1825年、Black Warの時代のタスマニアで、囚人としてアイルランドから連れてこられたClare (Aisling Franciosi)は夫と赤子ときついながらも下働きや歌うたいをしながらなんとか暮らしていて、でも軍の中尉Hawkins (Sam Claflin)からは性的嫌がらせを頻繁に受けていて(夫には言えず)、でも刑期を終えても国に戻してくれる気配がないので文句を言ったりしたら、酔っ払った軍の連中に夫の前でレイプされて夫も赤子もその場で殺されて自身も気を失った状態で放り出されてしまう。
Clareが目覚めると連中は既に本隊の方に向けて旅立っていたので、復讐に燃えるClareは彼らを追うべくそこにいたアボリジニのBilly (Baykali Ganambarr)をガイドとして雇って、ふたりは森の中を野宿したり食べ物を盗んで追われたりぶつぶつ喧嘩ばかりしながらHawkinsの小隊を追っていく。はじめは互いに嫌悪と憎悪の塊になっていて会話にならないくらいだったのだが、Billyの家族も全員殺されていること、Clareはアイルランドから連れてこられていること等を話していくと、ふたりの距離は少し縮まり、レイプと殺し(含. 子供)を繰り返しながら進んでいく鬼畜のHawkinsの小隊との距離も狭まっていって.. でもClareは近くに寄っても銃を撃つことができなかったりいろいろ新たな苦しみも重なってきて、果たしてClareとBillyは連中に復讐することができるのか。
でもここでは復讐は(Trantinoがやるような)メインのテーマではないの。 自分たちの土地を追われ、家族や民族全てを失い、自分たちの言葉すらも絶滅する手前にあるBillyと、自分たちの土地から引き剥がされ未開の地に連れてこられ、家族を殺され、ゲール語を話すClareという国の政策に全てを奪われすり潰されている彼らがどんな目をしてこちらにいる我々を見つめるのか、それでも彼らは共に戦うことができるのだろうか、という映画なの。 彼らはあの後どうなったのか?
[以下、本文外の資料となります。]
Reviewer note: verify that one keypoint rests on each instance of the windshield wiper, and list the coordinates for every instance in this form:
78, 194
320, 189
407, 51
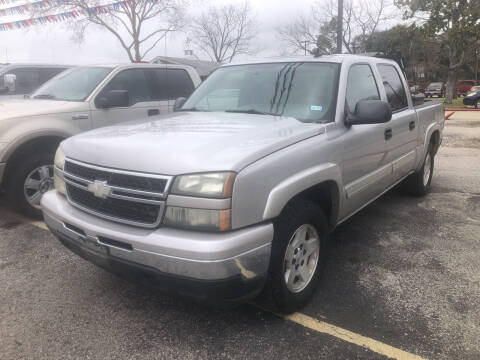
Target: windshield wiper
193, 109
251, 111
44, 96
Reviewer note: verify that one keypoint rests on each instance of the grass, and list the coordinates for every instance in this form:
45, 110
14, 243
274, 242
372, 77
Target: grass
456, 103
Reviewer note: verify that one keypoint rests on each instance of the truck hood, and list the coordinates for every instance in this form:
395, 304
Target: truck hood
189, 142
14, 108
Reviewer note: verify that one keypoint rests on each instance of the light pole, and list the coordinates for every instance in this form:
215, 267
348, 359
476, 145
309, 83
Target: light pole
339, 26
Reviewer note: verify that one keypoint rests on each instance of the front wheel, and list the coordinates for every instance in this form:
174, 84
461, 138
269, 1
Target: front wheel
298, 255
29, 180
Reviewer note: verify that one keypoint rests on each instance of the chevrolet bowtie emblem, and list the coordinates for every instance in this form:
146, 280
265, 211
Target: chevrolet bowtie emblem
100, 189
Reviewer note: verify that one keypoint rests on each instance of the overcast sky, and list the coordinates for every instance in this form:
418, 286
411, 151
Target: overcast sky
54, 42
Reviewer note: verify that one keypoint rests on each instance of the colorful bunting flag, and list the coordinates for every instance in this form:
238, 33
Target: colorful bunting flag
101, 9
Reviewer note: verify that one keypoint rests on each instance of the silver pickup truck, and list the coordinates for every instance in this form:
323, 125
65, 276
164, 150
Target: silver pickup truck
237, 191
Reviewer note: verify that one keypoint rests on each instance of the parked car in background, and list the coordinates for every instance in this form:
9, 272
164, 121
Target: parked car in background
416, 90
17, 80
464, 86
435, 89
238, 191
473, 97
79, 99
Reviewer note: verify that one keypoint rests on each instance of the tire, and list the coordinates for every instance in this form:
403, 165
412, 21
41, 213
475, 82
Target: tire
30, 167
418, 184
302, 215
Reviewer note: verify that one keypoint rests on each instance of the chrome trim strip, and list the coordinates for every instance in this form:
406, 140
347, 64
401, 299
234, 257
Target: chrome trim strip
374, 198
365, 181
404, 160
198, 203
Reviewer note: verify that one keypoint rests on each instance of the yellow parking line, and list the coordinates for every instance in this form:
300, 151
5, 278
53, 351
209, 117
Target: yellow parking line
39, 224
351, 337
346, 335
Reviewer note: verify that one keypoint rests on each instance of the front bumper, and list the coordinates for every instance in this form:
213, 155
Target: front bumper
469, 100
2, 171
226, 268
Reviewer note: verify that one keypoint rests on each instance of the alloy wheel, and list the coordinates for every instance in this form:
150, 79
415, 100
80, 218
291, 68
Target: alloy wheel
38, 182
301, 258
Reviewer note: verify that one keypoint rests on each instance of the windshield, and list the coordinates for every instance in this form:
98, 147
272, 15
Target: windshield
474, 90
305, 91
72, 85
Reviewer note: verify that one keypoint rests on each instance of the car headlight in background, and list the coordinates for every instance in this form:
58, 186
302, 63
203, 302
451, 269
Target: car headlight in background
209, 185
58, 181
198, 219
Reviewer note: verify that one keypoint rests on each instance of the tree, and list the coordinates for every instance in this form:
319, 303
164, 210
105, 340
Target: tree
317, 32
309, 35
224, 32
138, 25
421, 54
455, 22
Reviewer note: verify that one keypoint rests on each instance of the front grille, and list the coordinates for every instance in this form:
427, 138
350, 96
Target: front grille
116, 208
134, 182
118, 195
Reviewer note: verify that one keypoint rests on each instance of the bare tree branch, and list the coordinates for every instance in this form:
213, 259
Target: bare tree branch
224, 32
126, 21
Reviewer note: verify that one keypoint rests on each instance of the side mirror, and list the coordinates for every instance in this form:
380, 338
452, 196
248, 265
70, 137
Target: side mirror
369, 112
113, 98
179, 103
9, 82
418, 100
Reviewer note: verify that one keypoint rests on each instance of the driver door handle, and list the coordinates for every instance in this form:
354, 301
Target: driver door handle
388, 134
153, 112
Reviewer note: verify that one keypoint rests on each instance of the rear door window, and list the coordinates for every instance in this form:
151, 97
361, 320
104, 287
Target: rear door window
48, 73
361, 85
396, 94
170, 84
135, 82
26, 80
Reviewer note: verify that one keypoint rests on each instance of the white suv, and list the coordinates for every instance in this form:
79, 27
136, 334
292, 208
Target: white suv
77, 100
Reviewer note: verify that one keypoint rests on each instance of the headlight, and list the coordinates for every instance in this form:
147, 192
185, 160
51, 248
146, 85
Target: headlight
59, 159
199, 219
211, 185
58, 181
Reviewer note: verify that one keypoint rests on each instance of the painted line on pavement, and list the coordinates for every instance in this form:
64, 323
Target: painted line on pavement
346, 335
39, 224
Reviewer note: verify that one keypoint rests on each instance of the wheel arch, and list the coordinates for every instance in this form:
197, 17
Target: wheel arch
45, 141
320, 184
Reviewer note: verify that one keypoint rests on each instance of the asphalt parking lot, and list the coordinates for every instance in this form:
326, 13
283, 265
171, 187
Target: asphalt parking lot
402, 281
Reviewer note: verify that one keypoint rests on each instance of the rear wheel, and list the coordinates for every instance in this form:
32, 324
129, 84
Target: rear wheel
418, 184
298, 255
28, 181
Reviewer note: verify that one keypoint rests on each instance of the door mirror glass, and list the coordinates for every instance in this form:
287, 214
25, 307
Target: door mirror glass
369, 112
113, 98
418, 100
9, 82
179, 103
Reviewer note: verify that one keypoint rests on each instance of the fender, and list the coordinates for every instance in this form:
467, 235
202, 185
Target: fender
24, 138
422, 149
282, 193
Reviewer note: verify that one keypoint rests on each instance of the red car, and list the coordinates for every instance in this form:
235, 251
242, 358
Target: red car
464, 86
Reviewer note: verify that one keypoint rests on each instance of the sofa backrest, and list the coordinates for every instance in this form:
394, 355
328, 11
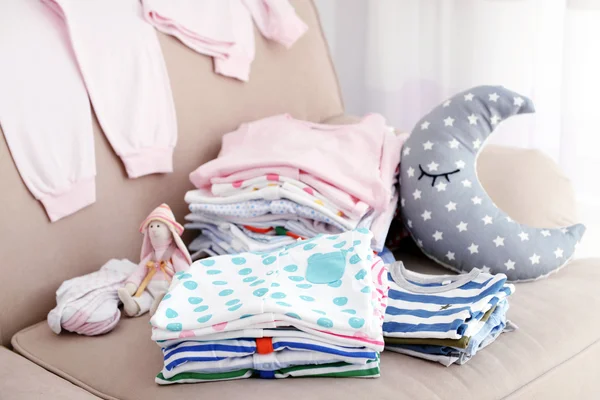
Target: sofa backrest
36, 256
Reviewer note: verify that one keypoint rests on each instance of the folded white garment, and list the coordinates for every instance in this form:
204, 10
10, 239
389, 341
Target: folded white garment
271, 199
354, 209
329, 284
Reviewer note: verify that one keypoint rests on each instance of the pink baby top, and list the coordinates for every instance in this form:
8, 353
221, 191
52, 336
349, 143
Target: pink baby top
359, 159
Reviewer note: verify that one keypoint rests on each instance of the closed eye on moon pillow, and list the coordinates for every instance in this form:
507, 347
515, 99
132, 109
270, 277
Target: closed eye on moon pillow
446, 209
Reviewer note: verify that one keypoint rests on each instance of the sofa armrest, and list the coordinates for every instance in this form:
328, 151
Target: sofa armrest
21, 379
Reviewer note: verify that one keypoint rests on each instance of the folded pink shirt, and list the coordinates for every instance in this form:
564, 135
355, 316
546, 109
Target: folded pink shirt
359, 159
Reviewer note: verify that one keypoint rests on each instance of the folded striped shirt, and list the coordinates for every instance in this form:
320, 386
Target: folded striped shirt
235, 354
337, 370
441, 307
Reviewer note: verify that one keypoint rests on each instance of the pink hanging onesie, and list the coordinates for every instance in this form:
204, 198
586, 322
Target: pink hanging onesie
51, 51
223, 28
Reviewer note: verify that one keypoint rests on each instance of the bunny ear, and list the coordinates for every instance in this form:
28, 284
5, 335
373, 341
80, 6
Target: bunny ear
147, 248
447, 210
163, 213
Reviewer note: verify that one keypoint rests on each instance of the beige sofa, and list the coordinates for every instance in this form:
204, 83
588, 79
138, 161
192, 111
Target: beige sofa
553, 355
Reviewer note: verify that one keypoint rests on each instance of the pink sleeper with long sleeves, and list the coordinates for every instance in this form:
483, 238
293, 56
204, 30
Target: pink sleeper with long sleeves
51, 53
223, 28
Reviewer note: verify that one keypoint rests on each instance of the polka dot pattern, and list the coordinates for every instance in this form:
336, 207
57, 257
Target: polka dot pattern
191, 285
325, 322
291, 268
218, 291
238, 260
269, 260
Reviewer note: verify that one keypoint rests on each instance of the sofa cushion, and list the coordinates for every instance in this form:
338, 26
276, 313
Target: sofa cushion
20, 379
559, 329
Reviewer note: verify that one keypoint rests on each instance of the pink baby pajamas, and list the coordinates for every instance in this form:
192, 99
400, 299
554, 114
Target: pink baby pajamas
53, 55
279, 178
223, 28
348, 156
126, 78
44, 109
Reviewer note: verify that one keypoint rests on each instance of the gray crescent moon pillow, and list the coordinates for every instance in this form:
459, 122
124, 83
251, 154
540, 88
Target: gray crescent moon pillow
447, 211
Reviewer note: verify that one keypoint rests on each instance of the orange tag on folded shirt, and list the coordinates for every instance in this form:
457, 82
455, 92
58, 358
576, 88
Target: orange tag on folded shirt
264, 346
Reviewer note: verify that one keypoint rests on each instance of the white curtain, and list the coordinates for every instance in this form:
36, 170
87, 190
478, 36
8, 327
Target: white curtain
402, 57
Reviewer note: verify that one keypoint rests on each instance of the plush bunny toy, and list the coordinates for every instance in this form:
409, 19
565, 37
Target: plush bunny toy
163, 254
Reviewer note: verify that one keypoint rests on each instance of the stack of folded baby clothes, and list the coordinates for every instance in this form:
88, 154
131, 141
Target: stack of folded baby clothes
445, 318
278, 179
313, 308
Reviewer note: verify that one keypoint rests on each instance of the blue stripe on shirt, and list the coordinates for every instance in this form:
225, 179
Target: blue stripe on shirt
427, 298
324, 349
180, 361
391, 310
208, 348
467, 286
458, 326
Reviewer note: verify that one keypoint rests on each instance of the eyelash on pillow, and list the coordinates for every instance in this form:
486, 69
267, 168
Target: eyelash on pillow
435, 176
”The Babadook”にも出てきた、この世に確実に存在して決してなくなることなく襲ってくる邪悪でどす黒い、すぐそこにいるなにか(悪)、をこれでもかと塗りたくりつつ、反対側で歌うたいでもあるClareの澄んだ歌声や楽しかった頃の家族の思い出を挟んで、救われなさがどこまでも際立つ。
侵略戦争なんて、植民地化なんて元からこういうもの、他の国でも、いつの時代でも行われてきたこと、あるいはClareやBillyに復讐しても家族は戻ってこないよ、という言い方をすれば許されたり、何かを言った気になるのであればこんなおめでたいことはない。これは間違いなく今の世の中でもなかったこと見なかったことにされ(歴史を改竄され)、思考すらも放棄され放置され続けていることで、こんなことが許されていいはずがあろうか、ということを容赦なく叩きつけてくるの。
最初に書いたように見終わるとほんとうにぐったりするのだが、でも見た方がよいとおもう。